Litigation Group Successfully Defends $209M Claim at Trial

Charles Johnson, III - Bradenton Attorney

Charles Johnson, Litigation Attorney

A contract signed without legal review may place you at risk.

Among trial lawyers, it is called a “bet the company” case, which simply means if you lose the case you are out of business and bankrupt.  Chuck Johnson and Mary LeVine recently went to trial on a true “bet the company” case and prevailed.

In 2013, our client, a specialty manufacturer, was approached by a provider of welding and related services in the power generation industry.  The parties discussed how they might work together for their mutual benefit.  The other side mentioned that they thought a “contract of sorts” would be appropriate.  The contract the other side prepared without counsel was only four pages and seemed straightforward enough.  Indeed, it seemed so straightforward that the client signed it without counsel.

After the honeymoon ended, the other side filed for arbitration in Minnesota per the terms of the contract.  Initially, the claim was for $130,000.  In September, 2014, the first depositions were taken in Florida.  The parties also had an unsuccessful settlement meeting.  As an aside, the other side traveled to the Florida meeting and depositions in their $3,000,000 jet.  Later that month, things got more interesting.  The other side paid a $40,000 filing fee with the American Arbitration Association and amended their claim to seek $209,000,000 in damages. The new claim sought damages for lost profits on a nationwide basis over 10 years. The reaction to the new enormous claim was mixed.  On one hand, the claim seemed absurd and overreaching.  How could a rational arbitrator award $209,000,000?   On the other hand, if the arbitrator agreed with the claim – or even a small percentage of the claim – or even the methodology of the claim, then the life’s work of the client would be lost.  To add to the risks, there is almost no right of appeal from an adverse arbitration ruling.
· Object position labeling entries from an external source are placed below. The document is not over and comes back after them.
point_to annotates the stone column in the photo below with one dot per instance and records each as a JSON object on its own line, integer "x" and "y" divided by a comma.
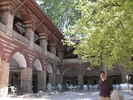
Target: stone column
{"x": 4, "y": 77}
{"x": 7, "y": 19}
{"x": 123, "y": 76}
{"x": 41, "y": 76}
{"x": 53, "y": 49}
{"x": 79, "y": 58}
{"x": 26, "y": 77}
{"x": 80, "y": 80}
{"x": 43, "y": 44}
{"x": 52, "y": 79}
{"x": 30, "y": 35}
{"x": 103, "y": 68}
{"x": 61, "y": 79}
{"x": 60, "y": 54}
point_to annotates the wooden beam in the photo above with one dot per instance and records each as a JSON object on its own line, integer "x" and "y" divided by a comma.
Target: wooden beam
{"x": 18, "y": 7}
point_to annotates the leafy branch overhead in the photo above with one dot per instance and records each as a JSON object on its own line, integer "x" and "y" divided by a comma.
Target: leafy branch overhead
{"x": 105, "y": 28}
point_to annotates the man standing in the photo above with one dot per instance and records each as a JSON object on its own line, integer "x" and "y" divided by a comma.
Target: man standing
{"x": 105, "y": 87}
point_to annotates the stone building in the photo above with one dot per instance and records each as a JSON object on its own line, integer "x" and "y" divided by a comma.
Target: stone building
{"x": 32, "y": 54}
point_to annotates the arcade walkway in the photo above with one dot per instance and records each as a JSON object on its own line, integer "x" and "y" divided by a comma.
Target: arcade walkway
{"x": 69, "y": 95}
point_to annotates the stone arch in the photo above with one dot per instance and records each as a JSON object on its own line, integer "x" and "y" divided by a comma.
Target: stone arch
{"x": 91, "y": 72}
{"x": 115, "y": 71}
{"x": 72, "y": 70}
{"x": 26, "y": 17}
{"x": 20, "y": 59}
{"x": 49, "y": 69}
{"x": 38, "y": 65}
{"x": 20, "y": 54}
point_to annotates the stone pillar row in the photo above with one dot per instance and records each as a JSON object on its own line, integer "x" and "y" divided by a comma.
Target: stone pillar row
{"x": 4, "y": 77}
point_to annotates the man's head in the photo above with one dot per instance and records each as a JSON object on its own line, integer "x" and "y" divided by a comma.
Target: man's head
{"x": 102, "y": 74}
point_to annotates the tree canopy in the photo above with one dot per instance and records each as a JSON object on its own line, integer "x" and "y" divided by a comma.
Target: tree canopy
{"x": 61, "y": 12}
{"x": 104, "y": 31}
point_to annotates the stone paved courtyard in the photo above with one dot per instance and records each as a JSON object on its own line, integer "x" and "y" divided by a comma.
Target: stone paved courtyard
{"x": 68, "y": 95}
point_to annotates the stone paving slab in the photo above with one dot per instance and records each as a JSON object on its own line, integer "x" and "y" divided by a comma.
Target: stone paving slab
{"x": 68, "y": 95}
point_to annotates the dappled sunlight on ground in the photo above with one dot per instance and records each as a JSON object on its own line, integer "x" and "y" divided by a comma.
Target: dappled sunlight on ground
{"x": 68, "y": 95}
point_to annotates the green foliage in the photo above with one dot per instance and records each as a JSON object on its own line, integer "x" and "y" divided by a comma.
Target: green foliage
{"x": 104, "y": 31}
{"x": 61, "y": 12}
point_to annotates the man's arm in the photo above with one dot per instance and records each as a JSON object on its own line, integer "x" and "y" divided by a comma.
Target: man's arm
{"x": 111, "y": 92}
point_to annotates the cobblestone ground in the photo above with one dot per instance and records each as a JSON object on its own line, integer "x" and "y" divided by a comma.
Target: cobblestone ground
{"x": 68, "y": 95}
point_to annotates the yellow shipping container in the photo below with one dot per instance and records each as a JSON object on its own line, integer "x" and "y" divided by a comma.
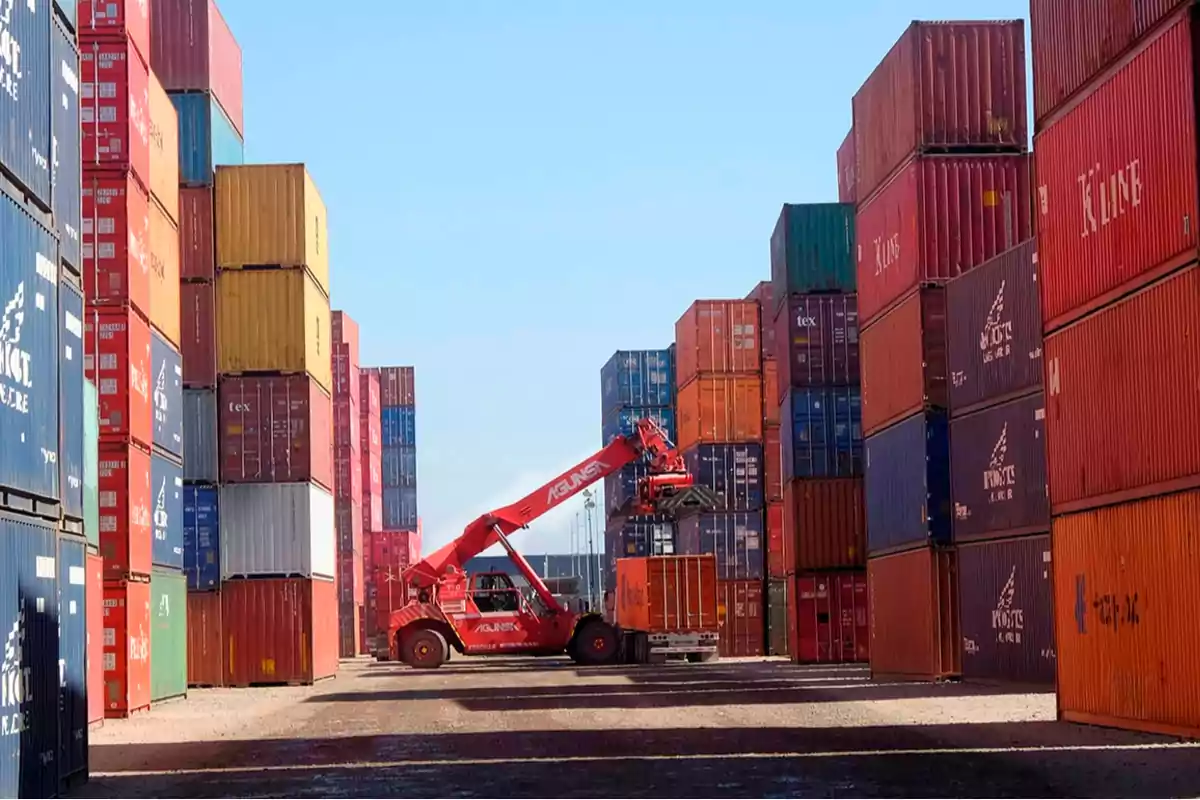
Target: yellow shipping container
{"x": 273, "y": 320}
{"x": 271, "y": 215}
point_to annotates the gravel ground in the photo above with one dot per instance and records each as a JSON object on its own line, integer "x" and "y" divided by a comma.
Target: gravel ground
{"x": 522, "y": 728}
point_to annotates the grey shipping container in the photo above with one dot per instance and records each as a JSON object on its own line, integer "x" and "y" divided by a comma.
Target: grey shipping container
{"x": 1006, "y": 603}
{"x": 999, "y": 470}
{"x": 994, "y": 323}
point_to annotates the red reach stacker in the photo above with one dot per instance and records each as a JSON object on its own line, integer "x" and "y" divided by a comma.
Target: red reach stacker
{"x": 491, "y": 614}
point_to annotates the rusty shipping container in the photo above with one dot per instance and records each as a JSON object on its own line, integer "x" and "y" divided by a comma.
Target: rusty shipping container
{"x": 1117, "y": 211}
{"x": 915, "y": 615}
{"x": 994, "y": 325}
{"x": 904, "y": 360}
{"x": 937, "y": 218}
{"x": 942, "y": 86}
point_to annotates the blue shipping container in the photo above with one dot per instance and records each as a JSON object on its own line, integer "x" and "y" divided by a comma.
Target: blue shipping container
{"x": 207, "y": 138}
{"x": 909, "y": 485}
{"x": 168, "y": 396}
{"x": 167, "y": 493}
{"x": 202, "y": 537}
{"x": 72, "y": 656}
{"x": 637, "y": 378}
{"x": 29, "y": 336}
{"x": 29, "y": 615}
{"x": 71, "y": 400}
{"x": 826, "y": 433}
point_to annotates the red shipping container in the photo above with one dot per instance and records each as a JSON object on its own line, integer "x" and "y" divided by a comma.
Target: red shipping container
{"x": 943, "y": 85}
{"x": 192, "y": 49}
{"x": 939, "y": 217}
{"x": 205, "y": 641}
{"x": 904, "y": 360}
{"x": 115, "y": 240}
{"x": 1119, "y": 210}
{"x": 275, "y": 429}
{"x": 126, "y": 648}
{"x": 279, "y": 631}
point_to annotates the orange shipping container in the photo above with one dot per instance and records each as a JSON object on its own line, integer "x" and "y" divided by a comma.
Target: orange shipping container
{"x": 665, "y": 594}
{"x": 719, "y": 409}
{"x": 718, "y": 336}
{"x": 1126, "y": 578}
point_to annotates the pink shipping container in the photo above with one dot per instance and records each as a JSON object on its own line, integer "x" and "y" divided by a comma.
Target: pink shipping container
{"x": 1120, "y": 210}
{"x": 943, "y": 85}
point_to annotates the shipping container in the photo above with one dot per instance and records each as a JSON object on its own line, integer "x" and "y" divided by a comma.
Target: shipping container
{"x": 276, "y": 529}
{"x": 1101, "y": 233}
{"x": 273, "y": 320}
{"x": 280, "y": 631}
{"x": 813, "y": 250}
{"x": 915, "y": 615}
{"x": 1123, "y": 578}
{"x": 907, "y": 487}
{"x": 999, "y": 470}
{"x": 207, "y": 138}
{"x": 937, "y": 218}
{"x": 904, "y": 360}
{"x": 192, "y": 49}
{"x": 817, "y": 338}
{"x": 275, "y": 429}
{"x": 825, "y": 524}
{"x": 826, "y": 433}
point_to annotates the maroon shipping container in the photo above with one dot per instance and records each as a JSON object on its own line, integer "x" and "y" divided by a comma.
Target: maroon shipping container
{"x": 1007, "y": 613}
{"x": 999, "y": 470}
{"x": 943, "y": 85}
{"x": 1120, "y": 210}
{"x": 937, "y": 218}
{"x": 275, "y": 429}
{"x": 994, "y": 325}
{"x": 904, "y": 360}
{"x": 1121, "y": 411}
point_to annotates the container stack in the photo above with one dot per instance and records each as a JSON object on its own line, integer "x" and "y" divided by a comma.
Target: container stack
{"x": 911, "y": 240}
{"x": 275, "y": 427}
{"x": 1119, "y": 282}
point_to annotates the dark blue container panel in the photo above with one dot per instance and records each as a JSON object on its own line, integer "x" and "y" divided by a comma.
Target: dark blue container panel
{"x": 71, "y": 402}
{"x": 826, "y": 433}
{"x": 167, "y": 519}
{"x": 29, "y": 705}
{"x": 168, "y": 396}
{"x": 202, "y": 537}
{"x": 72, "y": 656}
{"x": 909, "y": 485}
{"x": 29, "y": 336}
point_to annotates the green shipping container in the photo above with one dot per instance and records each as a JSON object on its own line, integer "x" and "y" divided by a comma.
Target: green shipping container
{"x": 168, "y": 633}
{"x": 813, "y": 250}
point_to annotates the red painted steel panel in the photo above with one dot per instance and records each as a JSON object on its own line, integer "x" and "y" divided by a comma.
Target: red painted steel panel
{"x": 1120, "y": 209}
{"x": 275, "y": 429}
{"x": 1121, "y": 410}
{"x": 937, "y": 218}
{"x": 904, "y": 360}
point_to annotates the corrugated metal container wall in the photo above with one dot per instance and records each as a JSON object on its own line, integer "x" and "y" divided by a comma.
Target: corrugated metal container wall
{"x": 1006, "y": 609}
{"x": 937, "y": 218}
{"x": 1144, "y": 346}
{"x": 1116, "y": 210}
{"x": 999, "y": 470}
{"x": 813, "y": 250}
{"x": 280, "y": 631}
{"x": 915, "y": 615}
{"x": 273, "y": 320}
{"x": 994, "y": 330}
{"x": 904, "y": 360}
{"x": 1123, "y": 581}
{"x": 276, "y": 529}
{"x": 907, "y": 485}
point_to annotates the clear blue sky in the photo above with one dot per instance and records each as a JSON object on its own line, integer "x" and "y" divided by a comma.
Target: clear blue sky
{"x": 516, "y": 190}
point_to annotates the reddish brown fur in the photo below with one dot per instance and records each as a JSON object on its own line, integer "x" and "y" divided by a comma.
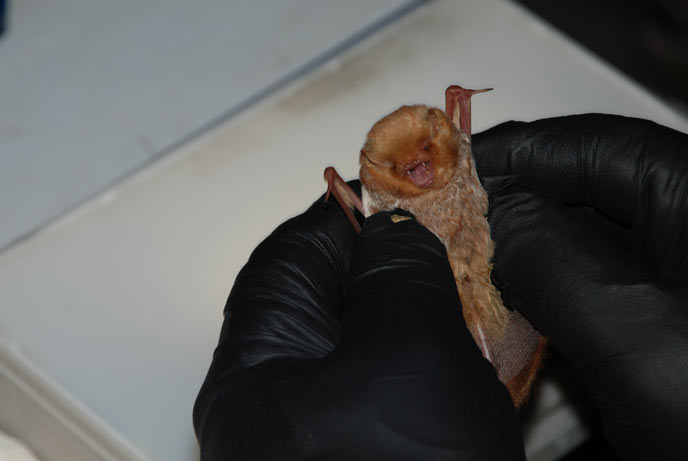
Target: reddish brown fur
{"x": 453, "y": 207}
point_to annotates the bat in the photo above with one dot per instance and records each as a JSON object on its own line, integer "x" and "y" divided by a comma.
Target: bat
{"x": 419, "y": 158}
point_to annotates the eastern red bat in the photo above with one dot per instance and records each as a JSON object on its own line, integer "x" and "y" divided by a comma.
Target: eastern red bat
{"x": 419, "y": 158}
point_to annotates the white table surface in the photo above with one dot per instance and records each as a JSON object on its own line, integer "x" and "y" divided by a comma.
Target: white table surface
{"x": 120, "y": 302}
{"x": 92, "y": 90}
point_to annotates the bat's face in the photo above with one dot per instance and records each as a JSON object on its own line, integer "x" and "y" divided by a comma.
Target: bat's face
{"x": 410, "y": 151}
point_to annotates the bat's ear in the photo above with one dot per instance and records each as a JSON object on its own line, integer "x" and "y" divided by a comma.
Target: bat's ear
{"x": 438, "y": 121}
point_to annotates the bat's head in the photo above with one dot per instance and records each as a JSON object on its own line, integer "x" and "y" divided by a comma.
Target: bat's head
{"x": 410, "y": 151}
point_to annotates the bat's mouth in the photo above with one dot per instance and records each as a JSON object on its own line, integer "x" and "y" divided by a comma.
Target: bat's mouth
{"x": 421, "y": 174}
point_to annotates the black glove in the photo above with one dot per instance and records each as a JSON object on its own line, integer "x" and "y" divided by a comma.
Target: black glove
{"x": 336, "y": 346}
{"x": 590, "y": 218}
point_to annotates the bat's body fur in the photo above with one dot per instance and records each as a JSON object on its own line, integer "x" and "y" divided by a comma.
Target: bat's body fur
{"x": 417, "y": 159}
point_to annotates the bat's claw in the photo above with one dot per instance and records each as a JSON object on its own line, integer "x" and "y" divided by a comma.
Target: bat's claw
{"x": 344, "y": 195}
{"x": 458, "y": 106}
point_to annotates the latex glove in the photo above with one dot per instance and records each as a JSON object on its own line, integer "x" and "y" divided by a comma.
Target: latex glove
{"x": 590, "y": 218}
{"x": 336, "y": 346}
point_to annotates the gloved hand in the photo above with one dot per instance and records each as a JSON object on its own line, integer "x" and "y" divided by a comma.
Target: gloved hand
{"x": 590, "y": 218}
{"x": 336, "y": 346}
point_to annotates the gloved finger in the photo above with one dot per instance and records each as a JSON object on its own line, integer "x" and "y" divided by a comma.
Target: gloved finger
{"x": 405, "y": 382}
{"x": 622, "y": 329}
{"x": 631, "y": 171}
{"x": 286, "y": 301}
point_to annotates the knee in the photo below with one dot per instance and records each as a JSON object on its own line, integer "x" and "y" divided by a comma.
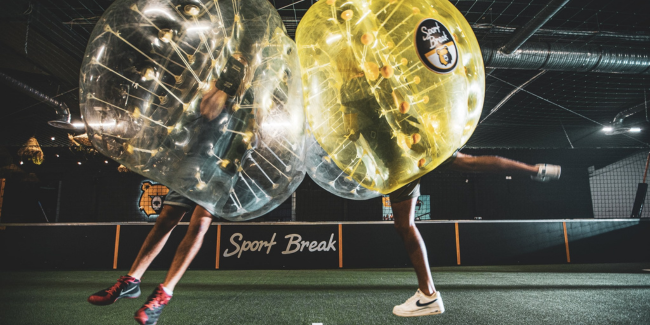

The case went to trial in a Minneapolis conference room at the American Arbitration Association.  The arbitrator heard from 15 witnesses and received almost 400 exhibits in evidence.   At the end of the trial, the arbitrator took the matter under advisement and indicated he would email his ruling to the parties within 30 days.  In the ruling, the arbitrator evidenced a superficial understanding of the facts, but he got the main point exactly right.   The arbitrator found no breach of the contract and that our client was no longer bound by the 10-year term of the contract.

The moral of the story is in two parts.  First, a contract signed without legal review may place you at significant risk.  Sometimes the risks are concealed by legal jargon and sometimes they are so obvious they are overlooked.  Second, arbitration is risky.  There is almost no ability to “fix” an adverse arbitration decision.  You should only give up your right to a trial by Judge/Jury with a complete understanding of the consequences.